How do I distinguish meaningful circularity metrics from vanity metrics? Meaningful metrics track closed-loop performance: the percentage of materials returned to equivalent-quality applications, the value retained through reuse or remanufacturing, and the cost efficiency of reverse logistics. Vanity metrics overcount: including waste-to-energy as "circular," counting downcycled materials at full weight, or reporting collection rates without tracking actual recycling yields. The Material Circularity Indicator penalizes downcycling and short product lifespans, making it a more robust single metric than waste diversion rate alone.

What does CSRD require for circular economy reporting? ESRS E5 (Resource Use and Circular Economy) requires disclosure of resource inflows (including recycled and renewable content), resource outflows (waste by type and recovery operation), and circular design measures. Companies must report material consumption volumes, waste generation by treatment type, and progress toward circular economy targets. Double materiality assessment determines which metrics are financially material and impact-material for each reporting entity.

How much does it cost to implement reverse logistics for circular supply chains? Reverse logistics costs typically range from 5-30% of recovered material value, depending on product type, geography, and collection model. Automotive parts with high residual value operate at the low end (5-12%), while consumer electronics with low material value per unit can exceed 25-30%. Companies can reduce costs through consolidation networks, partnerships with existing logistics providers, and deposit-return schemes that incentivize consumer participation.

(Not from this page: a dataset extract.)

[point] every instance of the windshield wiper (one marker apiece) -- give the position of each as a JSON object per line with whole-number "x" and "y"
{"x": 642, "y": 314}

Which sectors have the most mature circular supply chain models? Automotive leads due to ELV regulation and high component value, followed by industrial equipment (where remanufacturing economics are compelling) and aluminum packaging (where recycling energy savings create strong financial incentives). Construction is advancing rapidly due to EPR expansion and embodied carbon regulations. Textiles and consumer electronics lag despite regulatory attention, primarily due to product complexity, material heterogeneity, and unfavorable reverse logistics economics.

Sources

  1. Ellen MacArthur Foundation. "Completing the Picture: How the Circular Economy Tackles Climate Change." Ellen MacArthur Foundation, 2024.
  2. Eurostat. "Circular Material Use Rate: EU Monitoring Framework." European Commission, 2025.
  3. World Business Council for Sustainable Development. "Circular Transition Indicators v4.0: Metrics for Business." WBCSD, 2024.
  4. United Nations. "Global E-Waste Monitor 2024." UN Institute for Training and Research, 2024.
  5. Renault Group. "Refactory Flins: 2024 Circular Economy Progress Report." Renault Group, 2024.
  6. Novelis. "2024 Sustainability Report: Recycling and Circular Economy Performance." Novelis Inc., 2024.
  7. European Commission. "Ecodesign for Sustainable Products Regulation: Implementation Guidance." EC, 2025.